3. ¿Qué hemos hecho? ¿Qué estamos haciendo? ¿Qué debemos hacer?

¿Qué hemos hecho, qué estamos haciendo y qué debemos hacer en relación con las personas que viven en situaciones de pobreza? ¿Vivimos indiferentes, o nos duele la miseria que vemos a nuestro alrededor? ¿Nos contentamos con “no hacerle mal a nadie”, o vamos más allá, saliendo de la indiferencia insensible y contribuyendo solidariamente a la instauración de una sociedad más justa en la que todos sin exclusiones, empezando por los más pobres, vean realizado su derecho a una vida digna como personas, como hijos de Dios?

A la luz de estos interrogantes cobra todo su sentido la exhortación de Pablo en la segunda lectura (1 Timoteo 6, 11-16): “practica la justicia, la piedad (…), el amor”. La justicia es no sólo la equidad en las relaciones sociales en cuanto reconocimiento eficaz de la dignidad y los derechos de todo ser humano, sino ante todo la opción preferencial por los más pobres, que deben ser los primeros en ser atendidos; la piedad es no sólo la relación de unión con Dios mediante los ritos religiosos, sino ante todo la compasión de quien siente como suyo el sufrimiento de los demás; y el amor es no sólo el afecto hacia las personas que nos caen o nos tratan bien, o que nos pueden recompensar, sino ante todo la solidaridad con los desposeídos para buscar su liberación de la miseria. Es significativo a este respecto lo que continúa diciéndole Pablo a Timoteo en los versículos siguientes (17-19): “A los que tienen riquezas de esta vida, mándales que no sean orgullosos ni pongan su esperanza en sus riquezas, porque las riquezas no son seguras. Antes bien, mándales que pongan su esperanza en Dios, el cual nos da todas las cosas con abundancia y para nuestro provecho. Mándales que hagan el bien, que se hagan ricos en buenas obras y que estén dispuestos a dar y compartir lo que tienen. Así tendrán riquezas que les proporcionarán una base firme para el futuro, y alcanzarán la vida verdadera”.

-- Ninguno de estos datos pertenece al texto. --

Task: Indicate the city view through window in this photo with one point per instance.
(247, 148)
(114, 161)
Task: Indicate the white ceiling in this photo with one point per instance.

Nos reunimos en la Eucaristía alrededor de una misma mesa en la que partimos el pan para compartir como hermanos, hijos del mismo Dios Creador, la presencia y la vida de su Hijo, Jesucristo muerto en la cruz y resucitado. Dispongámonos, movidos por su Espíritu e invocando la intercesión de María santísima, a realizar en nuestra existencia cotidiana lo que aquí significamos, compartiendo lo que tenemos especialmente con los más necesitados, para que así se manifieste entre nosotros y en nuestra sociedad la presencia de Dios que es Amor. Así sea.